“Because we’re not taking their gear,” I said. “We’re just taking them and the clothes they’re wearing and any babies they might’ve had while they were here. Which, if they’re smart, will be none.”
“Will they go for this?” Bonnie asked.
“They’ll have to,” Clark said. “After the planet’s sterilized, their gear and all their data will be retrieved in a calm manner, on a clean planet which will be under perfect control.”
“What if they don’t want to leave their stuff here?”
“Nobody asked them.”
Silence fell, at least for a few long moments.
Finally Theo broke the tension. “How much do we know about these bug-things?”
Clark shrugged. “Big, ugly, gooey, fast, mean, aggressive, and sneaky.”
“Lawyers,” I grumbled.
An unexpected ripple of laughter made me suddenly self-conscious.
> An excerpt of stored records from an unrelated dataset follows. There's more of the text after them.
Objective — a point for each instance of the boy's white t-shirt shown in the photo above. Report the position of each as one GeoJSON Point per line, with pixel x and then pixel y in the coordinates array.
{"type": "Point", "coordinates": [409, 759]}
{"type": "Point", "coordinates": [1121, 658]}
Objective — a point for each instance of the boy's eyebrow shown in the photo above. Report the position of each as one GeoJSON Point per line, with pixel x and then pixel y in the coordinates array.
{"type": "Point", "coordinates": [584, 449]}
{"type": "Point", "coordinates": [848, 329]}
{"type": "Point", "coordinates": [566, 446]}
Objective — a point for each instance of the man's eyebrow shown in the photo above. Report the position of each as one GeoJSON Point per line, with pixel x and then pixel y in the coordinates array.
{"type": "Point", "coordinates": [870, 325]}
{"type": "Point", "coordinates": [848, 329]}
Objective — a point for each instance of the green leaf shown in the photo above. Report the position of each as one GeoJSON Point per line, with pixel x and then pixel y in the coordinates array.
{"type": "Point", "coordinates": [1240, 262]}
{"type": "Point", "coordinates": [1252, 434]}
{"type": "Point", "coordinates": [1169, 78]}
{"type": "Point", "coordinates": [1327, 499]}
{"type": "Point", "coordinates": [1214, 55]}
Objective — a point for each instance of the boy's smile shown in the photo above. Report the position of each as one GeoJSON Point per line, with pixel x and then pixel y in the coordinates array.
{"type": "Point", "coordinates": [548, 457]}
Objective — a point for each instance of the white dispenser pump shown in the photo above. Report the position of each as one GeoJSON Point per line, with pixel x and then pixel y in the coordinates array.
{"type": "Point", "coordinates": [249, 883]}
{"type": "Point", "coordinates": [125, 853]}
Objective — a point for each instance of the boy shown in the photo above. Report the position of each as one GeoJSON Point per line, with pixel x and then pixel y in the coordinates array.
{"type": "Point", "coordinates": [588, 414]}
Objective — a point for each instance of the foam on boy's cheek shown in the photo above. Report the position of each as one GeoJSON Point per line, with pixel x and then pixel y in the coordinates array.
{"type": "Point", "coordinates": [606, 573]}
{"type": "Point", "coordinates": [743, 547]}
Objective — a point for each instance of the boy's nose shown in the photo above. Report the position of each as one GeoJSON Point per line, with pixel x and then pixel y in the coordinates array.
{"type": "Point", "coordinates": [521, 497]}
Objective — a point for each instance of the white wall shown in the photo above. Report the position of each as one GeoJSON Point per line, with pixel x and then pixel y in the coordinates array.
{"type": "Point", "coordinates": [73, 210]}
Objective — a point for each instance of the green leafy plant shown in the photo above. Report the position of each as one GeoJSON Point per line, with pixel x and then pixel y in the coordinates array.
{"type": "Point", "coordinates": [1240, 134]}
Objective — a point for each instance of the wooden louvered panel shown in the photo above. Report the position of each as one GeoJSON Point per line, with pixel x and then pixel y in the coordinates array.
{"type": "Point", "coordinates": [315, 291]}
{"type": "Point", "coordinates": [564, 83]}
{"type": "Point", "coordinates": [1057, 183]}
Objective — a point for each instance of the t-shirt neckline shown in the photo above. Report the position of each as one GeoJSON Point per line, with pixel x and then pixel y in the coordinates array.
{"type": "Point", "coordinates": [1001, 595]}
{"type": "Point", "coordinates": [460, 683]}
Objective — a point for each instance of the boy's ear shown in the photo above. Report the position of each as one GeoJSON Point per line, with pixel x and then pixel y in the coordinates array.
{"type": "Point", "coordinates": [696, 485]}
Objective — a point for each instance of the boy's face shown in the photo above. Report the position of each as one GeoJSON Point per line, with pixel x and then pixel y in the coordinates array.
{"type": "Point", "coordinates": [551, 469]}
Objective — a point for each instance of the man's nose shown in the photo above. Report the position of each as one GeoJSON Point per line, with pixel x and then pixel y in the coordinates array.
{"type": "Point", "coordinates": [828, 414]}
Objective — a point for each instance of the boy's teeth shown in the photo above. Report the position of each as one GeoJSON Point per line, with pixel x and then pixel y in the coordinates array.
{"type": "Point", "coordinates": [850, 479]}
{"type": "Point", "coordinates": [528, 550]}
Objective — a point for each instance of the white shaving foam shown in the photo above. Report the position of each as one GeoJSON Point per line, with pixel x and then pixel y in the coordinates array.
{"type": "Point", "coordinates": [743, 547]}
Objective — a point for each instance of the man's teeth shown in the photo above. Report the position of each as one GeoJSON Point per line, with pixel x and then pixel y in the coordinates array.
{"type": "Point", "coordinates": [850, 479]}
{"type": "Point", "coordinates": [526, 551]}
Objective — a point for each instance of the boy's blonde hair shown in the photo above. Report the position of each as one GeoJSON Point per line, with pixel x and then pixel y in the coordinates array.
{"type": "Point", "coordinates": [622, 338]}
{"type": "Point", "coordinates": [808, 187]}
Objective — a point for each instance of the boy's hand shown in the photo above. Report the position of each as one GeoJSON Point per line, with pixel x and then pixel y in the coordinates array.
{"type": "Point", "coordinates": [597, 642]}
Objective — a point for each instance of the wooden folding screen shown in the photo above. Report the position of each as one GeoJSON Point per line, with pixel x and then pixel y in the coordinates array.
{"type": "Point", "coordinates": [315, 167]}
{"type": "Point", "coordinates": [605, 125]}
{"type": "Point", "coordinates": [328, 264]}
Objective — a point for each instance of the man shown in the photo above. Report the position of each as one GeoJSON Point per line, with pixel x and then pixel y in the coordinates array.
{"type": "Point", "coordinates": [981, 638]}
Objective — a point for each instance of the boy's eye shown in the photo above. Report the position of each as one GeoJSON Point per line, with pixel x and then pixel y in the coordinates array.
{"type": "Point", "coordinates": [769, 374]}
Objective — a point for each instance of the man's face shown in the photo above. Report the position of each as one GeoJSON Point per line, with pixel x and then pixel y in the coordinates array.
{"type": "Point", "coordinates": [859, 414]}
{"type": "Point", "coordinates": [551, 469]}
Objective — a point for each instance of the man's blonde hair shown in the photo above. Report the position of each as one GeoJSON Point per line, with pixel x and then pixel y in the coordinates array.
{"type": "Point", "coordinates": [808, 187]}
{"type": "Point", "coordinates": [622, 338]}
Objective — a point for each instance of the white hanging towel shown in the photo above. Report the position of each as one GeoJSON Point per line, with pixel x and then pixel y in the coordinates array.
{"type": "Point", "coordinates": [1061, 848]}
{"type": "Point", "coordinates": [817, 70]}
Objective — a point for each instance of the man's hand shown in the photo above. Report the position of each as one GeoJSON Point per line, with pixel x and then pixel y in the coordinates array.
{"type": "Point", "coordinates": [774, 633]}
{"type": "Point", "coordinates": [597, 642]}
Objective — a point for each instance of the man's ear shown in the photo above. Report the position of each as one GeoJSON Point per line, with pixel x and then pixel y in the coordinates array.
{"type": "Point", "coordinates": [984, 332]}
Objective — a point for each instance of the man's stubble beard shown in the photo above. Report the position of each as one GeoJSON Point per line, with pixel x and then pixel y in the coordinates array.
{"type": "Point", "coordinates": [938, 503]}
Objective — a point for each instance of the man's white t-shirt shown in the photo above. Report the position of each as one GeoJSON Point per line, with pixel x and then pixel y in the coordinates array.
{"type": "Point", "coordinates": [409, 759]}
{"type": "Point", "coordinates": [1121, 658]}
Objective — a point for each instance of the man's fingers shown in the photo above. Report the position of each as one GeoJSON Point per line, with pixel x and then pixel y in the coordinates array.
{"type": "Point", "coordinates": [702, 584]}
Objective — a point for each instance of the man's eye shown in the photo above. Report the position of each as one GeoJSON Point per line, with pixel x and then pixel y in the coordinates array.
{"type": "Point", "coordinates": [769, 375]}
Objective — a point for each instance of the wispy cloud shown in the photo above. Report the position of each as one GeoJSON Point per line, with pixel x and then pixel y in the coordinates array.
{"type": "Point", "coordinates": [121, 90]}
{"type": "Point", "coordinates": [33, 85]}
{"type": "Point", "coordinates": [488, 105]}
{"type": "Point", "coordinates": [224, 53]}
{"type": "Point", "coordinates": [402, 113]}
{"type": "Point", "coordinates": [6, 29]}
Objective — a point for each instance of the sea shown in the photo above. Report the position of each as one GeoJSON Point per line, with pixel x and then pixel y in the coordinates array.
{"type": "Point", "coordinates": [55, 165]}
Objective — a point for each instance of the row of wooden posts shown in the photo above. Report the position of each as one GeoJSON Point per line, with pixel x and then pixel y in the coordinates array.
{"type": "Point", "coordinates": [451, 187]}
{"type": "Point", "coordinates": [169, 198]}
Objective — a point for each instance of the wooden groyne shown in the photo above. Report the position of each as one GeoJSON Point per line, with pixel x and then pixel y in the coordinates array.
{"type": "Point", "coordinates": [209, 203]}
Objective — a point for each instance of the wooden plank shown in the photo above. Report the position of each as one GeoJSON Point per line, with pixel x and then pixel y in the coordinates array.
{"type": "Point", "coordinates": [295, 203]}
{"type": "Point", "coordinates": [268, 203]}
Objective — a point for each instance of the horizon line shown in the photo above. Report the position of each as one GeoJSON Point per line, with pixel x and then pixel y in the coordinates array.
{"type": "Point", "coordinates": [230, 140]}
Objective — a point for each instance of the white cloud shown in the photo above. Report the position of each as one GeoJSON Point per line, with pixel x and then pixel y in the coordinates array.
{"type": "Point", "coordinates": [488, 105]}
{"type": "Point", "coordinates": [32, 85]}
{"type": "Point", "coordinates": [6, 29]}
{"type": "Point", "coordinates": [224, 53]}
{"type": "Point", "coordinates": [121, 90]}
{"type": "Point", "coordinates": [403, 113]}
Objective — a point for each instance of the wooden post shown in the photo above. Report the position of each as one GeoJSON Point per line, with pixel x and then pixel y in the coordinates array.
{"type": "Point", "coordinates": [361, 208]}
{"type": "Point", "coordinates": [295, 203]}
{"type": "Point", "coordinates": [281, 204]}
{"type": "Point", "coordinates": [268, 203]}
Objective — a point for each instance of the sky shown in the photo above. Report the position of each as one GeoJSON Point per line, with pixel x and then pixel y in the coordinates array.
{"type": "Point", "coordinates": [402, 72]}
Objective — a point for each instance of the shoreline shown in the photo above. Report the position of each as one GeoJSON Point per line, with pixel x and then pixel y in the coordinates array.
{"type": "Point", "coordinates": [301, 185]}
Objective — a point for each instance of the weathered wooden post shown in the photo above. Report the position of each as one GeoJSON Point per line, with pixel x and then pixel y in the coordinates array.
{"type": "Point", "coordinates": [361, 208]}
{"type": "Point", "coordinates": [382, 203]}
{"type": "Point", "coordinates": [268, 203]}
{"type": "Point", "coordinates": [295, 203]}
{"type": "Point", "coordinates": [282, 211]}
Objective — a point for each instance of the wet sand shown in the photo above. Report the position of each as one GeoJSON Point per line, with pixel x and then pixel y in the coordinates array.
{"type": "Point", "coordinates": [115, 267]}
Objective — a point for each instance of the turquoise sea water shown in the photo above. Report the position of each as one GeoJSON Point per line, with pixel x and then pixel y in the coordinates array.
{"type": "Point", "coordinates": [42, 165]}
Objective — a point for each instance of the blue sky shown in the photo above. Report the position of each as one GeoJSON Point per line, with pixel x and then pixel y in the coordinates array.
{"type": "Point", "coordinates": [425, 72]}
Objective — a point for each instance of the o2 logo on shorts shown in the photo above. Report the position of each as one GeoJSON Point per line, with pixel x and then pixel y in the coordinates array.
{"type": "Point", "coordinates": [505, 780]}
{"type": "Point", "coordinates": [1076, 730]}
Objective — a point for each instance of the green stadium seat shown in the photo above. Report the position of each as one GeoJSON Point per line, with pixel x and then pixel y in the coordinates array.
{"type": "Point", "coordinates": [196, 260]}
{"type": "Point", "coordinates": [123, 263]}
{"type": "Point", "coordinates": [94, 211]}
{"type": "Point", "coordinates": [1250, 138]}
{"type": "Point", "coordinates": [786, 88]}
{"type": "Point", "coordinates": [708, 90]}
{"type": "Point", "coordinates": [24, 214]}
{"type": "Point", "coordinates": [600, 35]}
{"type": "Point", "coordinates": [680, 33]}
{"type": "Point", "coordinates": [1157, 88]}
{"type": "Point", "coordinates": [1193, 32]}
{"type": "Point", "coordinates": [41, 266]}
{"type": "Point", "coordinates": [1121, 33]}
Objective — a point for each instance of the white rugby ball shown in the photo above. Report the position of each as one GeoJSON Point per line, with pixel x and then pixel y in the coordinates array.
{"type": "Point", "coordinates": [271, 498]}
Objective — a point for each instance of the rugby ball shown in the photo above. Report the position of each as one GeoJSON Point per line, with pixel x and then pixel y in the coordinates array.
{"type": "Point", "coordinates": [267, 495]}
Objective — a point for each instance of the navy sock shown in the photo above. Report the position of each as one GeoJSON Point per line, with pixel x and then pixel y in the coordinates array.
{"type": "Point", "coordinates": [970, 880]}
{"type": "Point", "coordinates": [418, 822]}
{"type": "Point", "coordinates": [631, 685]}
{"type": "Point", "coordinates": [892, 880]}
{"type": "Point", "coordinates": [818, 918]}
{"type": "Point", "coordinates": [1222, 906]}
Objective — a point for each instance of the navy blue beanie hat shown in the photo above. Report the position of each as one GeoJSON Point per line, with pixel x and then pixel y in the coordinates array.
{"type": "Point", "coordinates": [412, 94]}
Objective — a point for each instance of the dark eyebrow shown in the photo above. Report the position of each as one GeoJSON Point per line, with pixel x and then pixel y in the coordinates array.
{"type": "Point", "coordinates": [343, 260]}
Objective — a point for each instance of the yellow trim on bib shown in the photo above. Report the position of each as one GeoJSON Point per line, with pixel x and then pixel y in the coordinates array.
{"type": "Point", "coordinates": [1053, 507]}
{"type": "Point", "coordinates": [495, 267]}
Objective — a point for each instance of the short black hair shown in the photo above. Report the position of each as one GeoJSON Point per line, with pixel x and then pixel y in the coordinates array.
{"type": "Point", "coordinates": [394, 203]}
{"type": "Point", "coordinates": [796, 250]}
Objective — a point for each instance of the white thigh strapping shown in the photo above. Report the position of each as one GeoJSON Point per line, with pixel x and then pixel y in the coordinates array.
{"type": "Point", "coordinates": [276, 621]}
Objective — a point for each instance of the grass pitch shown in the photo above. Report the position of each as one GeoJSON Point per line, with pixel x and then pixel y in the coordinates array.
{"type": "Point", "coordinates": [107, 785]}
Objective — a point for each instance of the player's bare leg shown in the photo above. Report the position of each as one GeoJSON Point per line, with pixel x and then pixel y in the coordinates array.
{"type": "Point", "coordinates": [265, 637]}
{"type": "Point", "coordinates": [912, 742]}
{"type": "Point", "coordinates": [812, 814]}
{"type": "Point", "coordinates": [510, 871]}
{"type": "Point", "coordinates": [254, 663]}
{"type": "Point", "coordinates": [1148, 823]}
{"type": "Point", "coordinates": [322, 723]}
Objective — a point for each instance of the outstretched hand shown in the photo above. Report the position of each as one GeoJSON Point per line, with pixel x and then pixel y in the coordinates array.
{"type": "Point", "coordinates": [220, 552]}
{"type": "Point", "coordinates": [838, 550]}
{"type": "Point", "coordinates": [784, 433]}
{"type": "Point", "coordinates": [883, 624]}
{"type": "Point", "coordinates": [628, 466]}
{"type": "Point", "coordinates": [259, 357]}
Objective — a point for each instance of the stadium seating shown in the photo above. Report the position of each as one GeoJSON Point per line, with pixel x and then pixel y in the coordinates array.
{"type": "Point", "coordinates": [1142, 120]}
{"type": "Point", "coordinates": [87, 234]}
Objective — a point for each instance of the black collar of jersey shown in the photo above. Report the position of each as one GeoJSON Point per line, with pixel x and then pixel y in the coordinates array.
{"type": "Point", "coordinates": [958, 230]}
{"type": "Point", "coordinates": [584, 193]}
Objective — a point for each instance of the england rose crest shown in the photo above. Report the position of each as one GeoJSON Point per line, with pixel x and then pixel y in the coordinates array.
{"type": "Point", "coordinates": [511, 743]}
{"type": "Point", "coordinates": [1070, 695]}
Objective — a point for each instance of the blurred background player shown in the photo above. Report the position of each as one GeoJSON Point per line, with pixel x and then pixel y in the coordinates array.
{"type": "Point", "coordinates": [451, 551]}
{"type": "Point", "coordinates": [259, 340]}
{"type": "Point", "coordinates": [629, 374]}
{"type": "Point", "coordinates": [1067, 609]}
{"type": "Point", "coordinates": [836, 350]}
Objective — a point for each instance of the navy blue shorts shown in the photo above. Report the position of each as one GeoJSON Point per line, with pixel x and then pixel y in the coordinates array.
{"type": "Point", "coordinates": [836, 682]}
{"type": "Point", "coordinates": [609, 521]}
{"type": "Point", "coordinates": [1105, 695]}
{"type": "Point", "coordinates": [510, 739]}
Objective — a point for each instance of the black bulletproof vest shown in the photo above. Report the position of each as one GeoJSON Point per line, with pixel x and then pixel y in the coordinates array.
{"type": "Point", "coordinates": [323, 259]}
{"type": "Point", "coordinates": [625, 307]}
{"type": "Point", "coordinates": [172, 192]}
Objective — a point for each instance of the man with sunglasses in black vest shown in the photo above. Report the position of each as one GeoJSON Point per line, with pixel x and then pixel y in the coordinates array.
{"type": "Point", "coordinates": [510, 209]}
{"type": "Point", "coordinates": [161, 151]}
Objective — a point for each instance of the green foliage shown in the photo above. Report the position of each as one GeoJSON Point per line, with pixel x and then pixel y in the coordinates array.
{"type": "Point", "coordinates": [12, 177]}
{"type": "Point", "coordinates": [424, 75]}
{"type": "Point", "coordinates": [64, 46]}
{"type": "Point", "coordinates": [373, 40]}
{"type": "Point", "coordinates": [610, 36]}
I was a stranger here. Their reaction surprised me, made me uneasy. I froze in place, not wanting to blow it. I didn’t need them to like me. I needed them to accept me for the duration.
“We’re not sticking around to get fleeced,” Clark went on. “The whole evac-deploy shouldn’t extend past midnight. This seems real simple and it should be. We’re going down in daylight just after dawn, which is the safest time. Have all of you done your homework on these aliens we’re going to be scrupulously avoiding?”
Everybody nodded. I watched them, their twitches, their eye movements, the sulky postures. They hadn’t all reviewed the tapes like they were supposed to. Everyone one of their faces looked like a mug shot.
“We have the Marines to take care of us,” Clark went on, “and Rory to help corral his mother, who runs this camp down here. You’ve all heard of Jocasta Malvaux. Real powerful scientist, hobnobs in high circles. Once she complies, they’ll all fall into place. After that, we deploy the poison-packers and split. Colonel MacCormac, you got anything to add?”
The Marine commander, a cylinder with no hair and powder-blue eyes like an Alaskan dog, stepped forward. His voice was fairly high for a man, and had a surprising gentility about it, but that was the only soft thing about him and I didn’t buy it for a cover. “Contamination resistance is number one,” he said. “This ship and the surrounding area remains under heavy guard and twelve-point automatic surveillance the whole time. The ship’s auto-defense will protect us if we don’t make any mistakes. Nothing sneaks aboard. One egg can destroy a ship. It’s happened before. That’s why we’re evacuating and leaving the robotic poison-packers to hunt down every last one of these bastards.”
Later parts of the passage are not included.